Overview

Absorption and Excretion of Oral Docetaxel

Status:
Withdrawn

Trial end date:
2018-06-01

Target enrollment:
0

Participant gender:
All

Summary

This is an open-label, phase I study to investigate the influence of the bi-daily weekly dosing of ModraDoc006/ritonavir on the absorption and excretion of docetaxel in patients with advanced solid tumours. The pharmacokinetics, absorption and excretion of docetaxel will be investigated during the study. Patients will receive 30 mg in the morning / 20 mg in the afternoon ModraDoc006 with BID 100 mg ritonavir in a fasted condition (i.e. at least 1 hour before or 2 hours after any food assumption), followed by collection of plasma, faeces and urine samples.

Phase:

Phase 1

Accepts Healthy Volunteers?

Details

Lead Sponsor:

Modra Pharmaceuticals

Treatments:

Docetaxel

Criteria

Inclusion criteria

1. Histological or cytological proof of cancer.
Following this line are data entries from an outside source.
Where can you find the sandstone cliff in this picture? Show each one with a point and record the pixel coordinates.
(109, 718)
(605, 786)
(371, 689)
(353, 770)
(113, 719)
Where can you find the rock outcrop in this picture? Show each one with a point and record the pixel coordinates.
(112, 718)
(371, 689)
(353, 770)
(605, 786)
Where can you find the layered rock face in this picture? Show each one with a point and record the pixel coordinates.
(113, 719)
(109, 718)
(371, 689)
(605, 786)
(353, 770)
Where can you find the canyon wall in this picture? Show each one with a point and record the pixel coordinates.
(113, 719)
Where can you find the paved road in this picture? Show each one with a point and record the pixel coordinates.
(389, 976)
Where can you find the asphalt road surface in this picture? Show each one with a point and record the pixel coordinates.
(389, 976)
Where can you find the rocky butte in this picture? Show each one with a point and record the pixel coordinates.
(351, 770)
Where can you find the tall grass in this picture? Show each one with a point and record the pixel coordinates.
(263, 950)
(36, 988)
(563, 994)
2. Patients who might benefit from treatment with docetaxel, e.g. advanced breast,
gastric, esophagus, bladder, ovarian cancer and non-small cell lung cancer, head and
neck cancer, prostate cancer and carcinoma of unknown primary site.

3. Age ≥ 18 years.

4. Able and willing to give written informed consent.

5. WHO performance status of 0, 1 or 2.

6. Able and willing to undergo blood sampling, urine and faeces sampling for PK.

7. Able and willing to comply with the study protocol for the duration of the study.

8. Life expectancy ≥ 3 months.

9. Evaluable disease

10. Minimal acceptable safety laboratory values:

1. ANC of ≥ 1.5 x 109/L

2. Platelet count of ≥ 100 x 109/L

3. Hepatic function as defined by serum bilirubine ≤ 1.5 x ULN, ASAT and ALAT ≤ 2.5
x ULN (or ≤ 5 ULN in case of liver metastases)

4. Renal function as defined by serum creatinine ≤ 1.5 x ULN or creatinine clearance
≥ 50 ml/min (by Cockcroft-Gault formula)

11. Negative pregnancy test (urine/serum) for female patients with childbearing potential.

12. No radio- or chemotherapy within 4 weeks prior to the first dose of ModraDoc006/r
(palliative radiation on a limited field for pain control is allowed)

13. Able and willing to swallow oral medication.

Exclusion criteria

1. Patients with known alcoholism, drug addiction and/or psychotic disorders in the
history that are not suitable for adequate follow up.

2. Women who are pregnant or breast-feeding.

3. Unreliable contraceptive methods. Both men and women enrolled in this trial must agree
to use a reliable contraceptive method throughout the study (adequate contraceptive
methods are described in section 8.8.3 and include condom, sterilization and other
barrier contraceptive measures preferably in combination with condoms).

4. Concomitant use of MDR and CYP3A modulating drugs, including but not limited to
Ca2+-entry blockers (verapamil, dihydropyridines), cyclosporine, quinidine, quinine,
tamoxifen, megestrol and grapefruit juice, concomitant use of HIV medications; other
protease inhibitors, (non) nucleoside analogs, St. John's wort or macrolide
antibiotics as erythromycin and clarithromycin. A washout period is established for
all relevant drugs (see appendix VII).

5. Uncontrolled infectious disease or known HIV-1 or HIV-2 type infection.

6. Unresolved (>grade 1) toxicities of previous chemotherapy, excluding alopecia.

7. Bowel obstructions, motility disorders or previously performed extended abdominal
surgery that may influence the absorption of drugs.

8. Neurologic disease that may render a patient at increased risk for peripheral or
central neurotoxicity.

9. Pre-existing neuropathy greater than CTC grade 1.

10. Patients with symptomatic brain metastases or with leptomeningeal metastases. Patients
with brain metastases are allowed if they received adequate treatment, are
asymptomatic in the absence of corticosteroid therapy and anticonvulsant therapy for
at least 6 weeks. Radiotherapy for brain metastasis must have been completed at least
6 weeks prior to start of study treatment. Brain metastasis must be stable with
verification by imaging (e.g. brain MRI or CT completed at screening).

11. Evidence of any other disease, neurological or metabolic dysfunction, physical
examination finding or laboratory finding giving reasonable suspicion of a disease or
condition that contraindicates the use of an investigational drug or puts the patient
at high risk for treatment-related complications.